Friday May 26, 2023 10:00 AM
Location: 3211, EB2 NCSU Centennial Campus
(Visitor parking instructions)


Abstract: In this talk, I will present three recent algorithms for different versions of the bipartite matching problem along with exciting on-going and future research directions.


First, I will present a new algorithm for the maximum cardinality matching problem for bipartite graphs with small vertex separators. The classical Hopcroft-Karp algorithm [SICOMP 1973] and the divide and conquer algorithm by Lipton and Tarjan [SICOMP 1980] solve this problem in O(n^1.5 ) time. Our algorithm combines the two approaches resulting in an improved execution time of O(n^1.33 ). This algorithm can be used to compute a bottleneck distance and Levy-Prokhorov distance between low dimensional point sets.


Next, I will present a new algorithm for the minimum-cost bipartite matching problem between two sets of n samples each drawn i.i.d from an unknown two-dimensional distribution. Despite decades of effort, an efficient implementation of the classical Hungarian method that runs in near-quadratic time remains the best-known exact algorithm for this problem. I will present a novel adaptation of the Hungarian algorithm in the geometric divide-and-conquer framework that computes the exact solution in O(n^1.75 ). Our algorithm extends to any fixed dimensional space and is helpful in computing the optimal transport distances that is extensively used in machine learning (training GANs) and statistical inference (the two-sample test).


Finally, I present a novel online algorithm for minimum-cost matching in metric spaces. Here, requests arrive in an online fashion, and we must irrevocably assign a server to serve the request. I present a robust online algorithm that achieves a near-optimal competitive ratio across different request generation models and across different metric spaces thus making substantial progress on a long-standing open problem in online algorithms.

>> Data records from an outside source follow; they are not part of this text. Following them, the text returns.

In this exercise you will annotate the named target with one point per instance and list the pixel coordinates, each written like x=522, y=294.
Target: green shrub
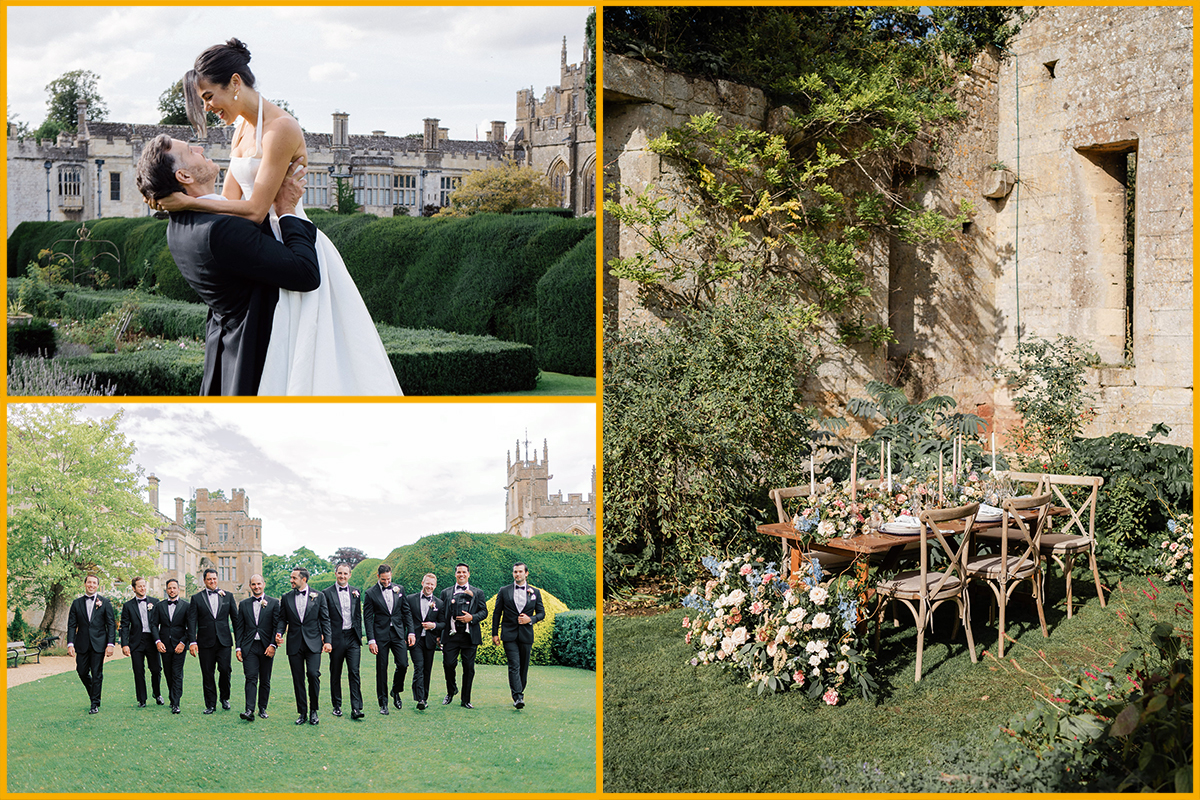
x=34, y=338
x=543, y=633
x=567, y=330
x=167, y=372
x=437, y=362
x=575, y=639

Short Bio: Sharath Raghvendra is an Associate Professor in the Department of Computer Science at Virginia Tech. Before joining Virginia Tech, he spent two years (2012-2014) as a postdoctoral scholar at Stanford University. Dr. Raghvendra received his Ph.D. from Duke University in 2012 where he won the Best Doctoral Dissertation Award. His research interests focus on designing provable algorithms for optimization including problems related to matching and optimal transport amongst other areas. His work has been published in top-tier conferences and journals in theoretical computer science and machine learning, such as the Journal of the ACM, ACM SIAM Symposium on Discrete Algorithms (SODA), International Symposium on Computational Geometry (SoCG), ACM Symposium on Theory of Computing (STOC), IEEE Symposium on Foundations of Computer Science (FOCS), Advances in Neural Information Processing Systems (NeurIPS) and International Conference on Learning Representation (ICLR). His research is supported by multiple grants from the National Science Foundation.